Mauigoa was selected by the New York Jets in the fifth round (162nd overall) of the 2025 NFL draft. The Jets acquired the 162nd overall pick from the Pittsburgh Steelers in the trade for Mike Williams. He played in 12 games (including eight starts following an injury to Quincy Williams) for New York during his rookie campaign, recording 45 tackles.
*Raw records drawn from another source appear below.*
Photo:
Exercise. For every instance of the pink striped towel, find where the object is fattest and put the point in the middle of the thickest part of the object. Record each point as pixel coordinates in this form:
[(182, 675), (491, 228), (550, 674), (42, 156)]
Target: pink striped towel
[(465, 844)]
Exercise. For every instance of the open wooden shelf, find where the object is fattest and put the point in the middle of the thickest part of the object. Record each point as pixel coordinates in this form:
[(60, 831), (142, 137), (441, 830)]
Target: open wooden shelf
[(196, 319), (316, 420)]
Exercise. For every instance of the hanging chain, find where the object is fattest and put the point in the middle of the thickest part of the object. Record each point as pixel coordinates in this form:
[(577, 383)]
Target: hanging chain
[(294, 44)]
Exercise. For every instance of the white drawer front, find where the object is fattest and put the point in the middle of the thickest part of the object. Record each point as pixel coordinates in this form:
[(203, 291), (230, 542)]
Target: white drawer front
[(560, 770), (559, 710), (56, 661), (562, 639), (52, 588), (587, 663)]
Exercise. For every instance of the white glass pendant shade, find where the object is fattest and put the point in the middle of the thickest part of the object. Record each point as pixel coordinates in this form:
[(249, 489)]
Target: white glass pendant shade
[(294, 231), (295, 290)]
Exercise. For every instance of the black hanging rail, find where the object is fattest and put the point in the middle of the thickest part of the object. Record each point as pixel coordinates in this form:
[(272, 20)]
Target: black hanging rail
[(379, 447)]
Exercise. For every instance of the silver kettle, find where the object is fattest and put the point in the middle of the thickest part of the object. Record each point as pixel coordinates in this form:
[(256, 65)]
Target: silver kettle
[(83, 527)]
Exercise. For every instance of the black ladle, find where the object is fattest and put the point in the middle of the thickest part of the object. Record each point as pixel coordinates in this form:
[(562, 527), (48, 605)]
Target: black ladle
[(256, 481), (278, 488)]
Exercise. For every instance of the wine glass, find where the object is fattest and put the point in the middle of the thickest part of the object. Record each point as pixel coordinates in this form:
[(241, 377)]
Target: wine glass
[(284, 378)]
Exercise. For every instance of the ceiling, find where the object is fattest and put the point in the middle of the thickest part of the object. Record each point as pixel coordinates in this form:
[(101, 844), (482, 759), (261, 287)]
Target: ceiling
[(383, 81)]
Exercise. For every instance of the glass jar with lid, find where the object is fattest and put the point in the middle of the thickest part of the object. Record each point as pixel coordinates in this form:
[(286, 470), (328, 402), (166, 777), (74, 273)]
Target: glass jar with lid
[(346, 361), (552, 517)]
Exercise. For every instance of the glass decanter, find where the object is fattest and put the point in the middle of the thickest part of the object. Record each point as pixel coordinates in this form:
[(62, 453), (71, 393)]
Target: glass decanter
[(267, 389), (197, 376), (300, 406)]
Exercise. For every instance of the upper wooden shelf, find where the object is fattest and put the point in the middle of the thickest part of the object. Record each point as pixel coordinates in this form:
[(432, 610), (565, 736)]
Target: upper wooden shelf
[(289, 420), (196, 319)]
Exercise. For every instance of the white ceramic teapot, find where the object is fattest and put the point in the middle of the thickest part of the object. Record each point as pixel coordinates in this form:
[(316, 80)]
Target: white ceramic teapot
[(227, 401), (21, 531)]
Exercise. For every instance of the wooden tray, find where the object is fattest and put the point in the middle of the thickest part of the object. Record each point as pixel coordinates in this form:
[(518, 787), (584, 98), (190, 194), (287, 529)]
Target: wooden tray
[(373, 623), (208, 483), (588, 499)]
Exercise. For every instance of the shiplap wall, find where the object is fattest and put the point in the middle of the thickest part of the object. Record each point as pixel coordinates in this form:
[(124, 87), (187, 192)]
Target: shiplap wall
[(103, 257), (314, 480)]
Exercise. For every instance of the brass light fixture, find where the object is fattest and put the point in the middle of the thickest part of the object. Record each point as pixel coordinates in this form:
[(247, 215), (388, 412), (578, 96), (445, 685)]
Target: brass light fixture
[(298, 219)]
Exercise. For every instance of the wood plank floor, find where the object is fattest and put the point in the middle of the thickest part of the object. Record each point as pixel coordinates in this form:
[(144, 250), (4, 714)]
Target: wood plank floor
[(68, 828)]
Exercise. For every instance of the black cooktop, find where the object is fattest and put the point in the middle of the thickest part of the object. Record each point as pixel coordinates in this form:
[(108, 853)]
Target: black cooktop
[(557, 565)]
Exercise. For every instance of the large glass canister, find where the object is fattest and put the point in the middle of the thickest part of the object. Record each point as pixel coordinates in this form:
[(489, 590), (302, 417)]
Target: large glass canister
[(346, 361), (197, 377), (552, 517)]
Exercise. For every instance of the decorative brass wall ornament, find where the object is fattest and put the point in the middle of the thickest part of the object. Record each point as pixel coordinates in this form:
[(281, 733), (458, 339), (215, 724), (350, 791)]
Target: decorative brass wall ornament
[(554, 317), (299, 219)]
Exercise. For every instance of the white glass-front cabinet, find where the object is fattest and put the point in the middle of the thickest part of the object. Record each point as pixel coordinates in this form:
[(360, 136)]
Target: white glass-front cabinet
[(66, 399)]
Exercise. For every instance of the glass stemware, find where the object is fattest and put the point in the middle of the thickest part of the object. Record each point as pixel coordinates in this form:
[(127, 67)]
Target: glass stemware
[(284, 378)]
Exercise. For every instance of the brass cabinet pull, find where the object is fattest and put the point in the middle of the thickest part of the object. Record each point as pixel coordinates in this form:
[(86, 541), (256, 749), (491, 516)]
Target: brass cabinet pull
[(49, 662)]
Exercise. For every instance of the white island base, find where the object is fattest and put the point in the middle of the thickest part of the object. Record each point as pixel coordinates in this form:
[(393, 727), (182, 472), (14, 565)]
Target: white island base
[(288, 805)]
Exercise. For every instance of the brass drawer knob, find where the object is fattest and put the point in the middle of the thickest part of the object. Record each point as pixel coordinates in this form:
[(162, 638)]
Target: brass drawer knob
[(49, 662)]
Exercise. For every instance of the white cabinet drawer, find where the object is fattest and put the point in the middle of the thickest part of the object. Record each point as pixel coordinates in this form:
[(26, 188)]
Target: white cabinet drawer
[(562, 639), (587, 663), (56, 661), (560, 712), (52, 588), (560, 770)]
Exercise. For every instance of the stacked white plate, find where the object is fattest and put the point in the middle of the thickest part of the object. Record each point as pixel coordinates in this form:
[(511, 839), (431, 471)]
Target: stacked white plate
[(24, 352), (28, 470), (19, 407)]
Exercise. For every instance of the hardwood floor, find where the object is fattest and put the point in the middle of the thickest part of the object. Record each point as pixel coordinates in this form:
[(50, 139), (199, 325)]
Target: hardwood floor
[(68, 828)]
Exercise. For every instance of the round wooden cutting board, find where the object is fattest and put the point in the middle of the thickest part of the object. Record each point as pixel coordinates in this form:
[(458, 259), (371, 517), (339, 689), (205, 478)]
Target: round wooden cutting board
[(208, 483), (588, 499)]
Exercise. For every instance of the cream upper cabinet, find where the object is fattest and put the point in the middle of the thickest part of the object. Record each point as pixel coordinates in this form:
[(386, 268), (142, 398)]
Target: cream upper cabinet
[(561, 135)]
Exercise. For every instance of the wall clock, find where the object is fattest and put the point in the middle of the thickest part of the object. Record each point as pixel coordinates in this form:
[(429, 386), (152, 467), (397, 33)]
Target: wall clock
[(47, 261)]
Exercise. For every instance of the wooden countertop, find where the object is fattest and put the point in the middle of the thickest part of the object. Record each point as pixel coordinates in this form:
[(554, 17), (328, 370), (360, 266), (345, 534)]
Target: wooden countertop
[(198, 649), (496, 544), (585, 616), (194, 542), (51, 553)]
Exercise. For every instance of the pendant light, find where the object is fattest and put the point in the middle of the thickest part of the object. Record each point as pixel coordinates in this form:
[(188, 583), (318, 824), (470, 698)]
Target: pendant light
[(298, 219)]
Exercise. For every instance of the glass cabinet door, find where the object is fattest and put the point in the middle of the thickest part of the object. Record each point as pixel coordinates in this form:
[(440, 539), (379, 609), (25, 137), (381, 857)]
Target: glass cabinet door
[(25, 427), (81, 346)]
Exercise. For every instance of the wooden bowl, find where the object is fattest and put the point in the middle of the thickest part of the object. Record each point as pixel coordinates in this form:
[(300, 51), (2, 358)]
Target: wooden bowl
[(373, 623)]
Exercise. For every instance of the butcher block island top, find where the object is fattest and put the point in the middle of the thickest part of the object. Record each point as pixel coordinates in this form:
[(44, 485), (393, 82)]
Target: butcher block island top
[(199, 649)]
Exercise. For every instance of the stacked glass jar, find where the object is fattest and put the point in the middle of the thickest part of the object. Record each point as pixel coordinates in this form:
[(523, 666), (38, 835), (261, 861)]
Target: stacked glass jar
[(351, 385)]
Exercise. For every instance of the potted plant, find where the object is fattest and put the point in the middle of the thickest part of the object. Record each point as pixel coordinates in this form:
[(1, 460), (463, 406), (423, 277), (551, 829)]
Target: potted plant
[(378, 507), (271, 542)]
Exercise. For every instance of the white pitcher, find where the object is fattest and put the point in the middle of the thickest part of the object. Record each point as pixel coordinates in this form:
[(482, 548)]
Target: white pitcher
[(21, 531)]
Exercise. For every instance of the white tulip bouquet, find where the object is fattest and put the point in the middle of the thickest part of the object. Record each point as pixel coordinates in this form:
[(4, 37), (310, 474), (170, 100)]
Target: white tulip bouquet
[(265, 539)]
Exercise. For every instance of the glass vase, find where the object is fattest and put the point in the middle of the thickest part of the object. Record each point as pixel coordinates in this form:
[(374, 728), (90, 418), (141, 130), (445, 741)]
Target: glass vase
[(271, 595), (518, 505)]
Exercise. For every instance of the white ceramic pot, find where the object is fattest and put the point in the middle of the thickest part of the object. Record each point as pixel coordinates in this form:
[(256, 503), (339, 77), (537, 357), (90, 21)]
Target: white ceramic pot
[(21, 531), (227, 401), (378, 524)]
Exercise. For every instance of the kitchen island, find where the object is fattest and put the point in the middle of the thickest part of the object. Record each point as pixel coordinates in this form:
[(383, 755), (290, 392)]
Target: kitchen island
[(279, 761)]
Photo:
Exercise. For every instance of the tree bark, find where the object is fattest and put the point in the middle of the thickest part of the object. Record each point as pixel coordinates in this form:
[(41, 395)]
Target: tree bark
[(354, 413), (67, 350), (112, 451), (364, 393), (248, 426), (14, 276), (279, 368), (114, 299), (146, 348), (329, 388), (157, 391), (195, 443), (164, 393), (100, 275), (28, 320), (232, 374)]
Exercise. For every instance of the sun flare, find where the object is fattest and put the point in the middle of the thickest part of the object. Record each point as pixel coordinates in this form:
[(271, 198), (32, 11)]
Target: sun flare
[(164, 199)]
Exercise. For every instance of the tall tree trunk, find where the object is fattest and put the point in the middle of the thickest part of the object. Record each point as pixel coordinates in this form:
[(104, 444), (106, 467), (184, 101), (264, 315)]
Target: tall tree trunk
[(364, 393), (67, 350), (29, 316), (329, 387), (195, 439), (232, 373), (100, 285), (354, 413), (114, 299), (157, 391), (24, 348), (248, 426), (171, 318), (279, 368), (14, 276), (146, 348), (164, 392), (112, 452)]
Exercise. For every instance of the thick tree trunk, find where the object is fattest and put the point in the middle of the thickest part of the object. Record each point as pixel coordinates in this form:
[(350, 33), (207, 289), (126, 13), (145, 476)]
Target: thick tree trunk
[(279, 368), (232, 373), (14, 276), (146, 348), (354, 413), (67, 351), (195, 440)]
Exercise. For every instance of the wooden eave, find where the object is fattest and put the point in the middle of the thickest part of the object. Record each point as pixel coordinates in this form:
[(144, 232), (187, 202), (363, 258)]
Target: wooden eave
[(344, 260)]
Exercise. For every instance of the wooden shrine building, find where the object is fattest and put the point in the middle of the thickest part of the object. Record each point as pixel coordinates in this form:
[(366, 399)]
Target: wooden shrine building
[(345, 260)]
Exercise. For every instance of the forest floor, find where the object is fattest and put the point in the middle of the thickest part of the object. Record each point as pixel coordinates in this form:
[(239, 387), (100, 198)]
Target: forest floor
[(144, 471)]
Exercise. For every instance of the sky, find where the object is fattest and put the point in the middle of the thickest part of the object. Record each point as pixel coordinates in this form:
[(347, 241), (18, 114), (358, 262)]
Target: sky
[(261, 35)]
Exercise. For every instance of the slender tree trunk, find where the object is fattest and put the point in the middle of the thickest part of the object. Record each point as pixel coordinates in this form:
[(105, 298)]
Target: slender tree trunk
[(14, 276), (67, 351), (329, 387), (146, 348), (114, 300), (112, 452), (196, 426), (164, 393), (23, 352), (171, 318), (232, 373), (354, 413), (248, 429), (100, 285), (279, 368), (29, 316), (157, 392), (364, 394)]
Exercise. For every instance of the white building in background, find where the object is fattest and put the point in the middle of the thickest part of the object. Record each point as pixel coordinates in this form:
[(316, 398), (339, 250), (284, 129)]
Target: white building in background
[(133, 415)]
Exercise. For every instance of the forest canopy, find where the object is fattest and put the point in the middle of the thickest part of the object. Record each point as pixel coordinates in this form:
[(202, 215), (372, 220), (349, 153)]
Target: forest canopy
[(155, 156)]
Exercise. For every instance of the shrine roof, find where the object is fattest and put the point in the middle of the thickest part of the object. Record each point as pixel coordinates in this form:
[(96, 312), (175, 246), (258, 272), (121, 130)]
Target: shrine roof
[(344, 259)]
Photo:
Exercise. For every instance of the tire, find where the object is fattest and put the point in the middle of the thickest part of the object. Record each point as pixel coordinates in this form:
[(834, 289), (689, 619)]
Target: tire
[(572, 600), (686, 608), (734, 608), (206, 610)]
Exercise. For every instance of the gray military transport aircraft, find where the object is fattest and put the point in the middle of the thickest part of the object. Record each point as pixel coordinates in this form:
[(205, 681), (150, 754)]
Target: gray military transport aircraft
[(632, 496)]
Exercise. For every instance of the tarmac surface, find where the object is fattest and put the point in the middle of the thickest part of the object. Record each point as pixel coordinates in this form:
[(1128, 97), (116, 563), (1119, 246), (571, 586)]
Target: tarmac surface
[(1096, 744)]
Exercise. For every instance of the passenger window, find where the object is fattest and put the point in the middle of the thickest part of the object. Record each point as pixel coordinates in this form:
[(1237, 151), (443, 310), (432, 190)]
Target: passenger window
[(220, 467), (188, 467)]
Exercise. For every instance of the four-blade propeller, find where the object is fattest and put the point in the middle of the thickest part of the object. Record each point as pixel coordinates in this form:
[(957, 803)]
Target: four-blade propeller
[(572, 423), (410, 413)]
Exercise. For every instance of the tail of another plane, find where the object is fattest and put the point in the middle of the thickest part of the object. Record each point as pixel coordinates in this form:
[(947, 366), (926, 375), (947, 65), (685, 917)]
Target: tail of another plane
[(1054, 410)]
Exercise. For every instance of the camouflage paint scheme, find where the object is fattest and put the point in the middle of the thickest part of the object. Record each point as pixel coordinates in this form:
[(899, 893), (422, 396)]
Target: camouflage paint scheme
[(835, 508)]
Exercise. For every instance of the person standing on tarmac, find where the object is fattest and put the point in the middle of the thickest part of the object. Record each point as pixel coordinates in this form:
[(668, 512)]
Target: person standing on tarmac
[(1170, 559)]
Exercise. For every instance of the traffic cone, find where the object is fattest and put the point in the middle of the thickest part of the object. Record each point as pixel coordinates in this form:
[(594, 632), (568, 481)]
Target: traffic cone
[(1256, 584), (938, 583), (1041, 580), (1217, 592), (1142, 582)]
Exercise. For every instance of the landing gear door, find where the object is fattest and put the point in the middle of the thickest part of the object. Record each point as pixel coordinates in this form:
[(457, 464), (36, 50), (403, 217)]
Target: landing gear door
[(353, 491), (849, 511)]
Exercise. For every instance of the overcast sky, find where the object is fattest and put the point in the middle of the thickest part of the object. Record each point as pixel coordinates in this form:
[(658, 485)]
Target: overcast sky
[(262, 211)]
On December 26, 2025, Mauigoa was placed on season-ending injured reserve due to a neck injury suffered in Week 14 against the Miami Dolphins.

Pre-draft measurables
| Height | Weight | Arm length | Hand span | Wingspan | 40-yard dash | 10-yard split | 20-yard split | 20-yard shuttle | Three-cone drill | Vertical jump | Broad jump | Bench press |
| 6 ft 1+7⁄8 in (1.88 m) | 233 lb (106 kg) | 31+3⁄4 in (0.81 m) | 10+1⁄4 in (0.26 m) | 6 ft 5+3⁄8 in (1.97 m) | 4.60 s | 1.56 s | 2.68 s | 4.24 s | 7.15 s | 37.0 in (0.94 m) | 10 ft 1 in (3.07 m) | 21 reps |
All values from NFL Combine/Pro Day

==NFL career statistics==
===Regular season===

Year: Team; Games; Tackles; Interceptions; Fumbles
GP: GS; Cmb; Solo; Ast; Sck; TFL; Int; Yds; Avg; Lng; TD; PD; FF; Fmb; FR; Yds; TD
2025: NYJ; 12; 8; 45; 16; 29; 0.0; 0; 0; 0; 0.0; 0; 0; 0; 0; 0; 0; 0; 0
Career: 12; 8; 45; 16; 29; 0.0; 0; 0; 0; 0.0; 0; 0; 0; 0; 0; 0; 0; 0

==Personal life==
Mauigoa's brother, Francis, is an offensive tackle for the New York Giants.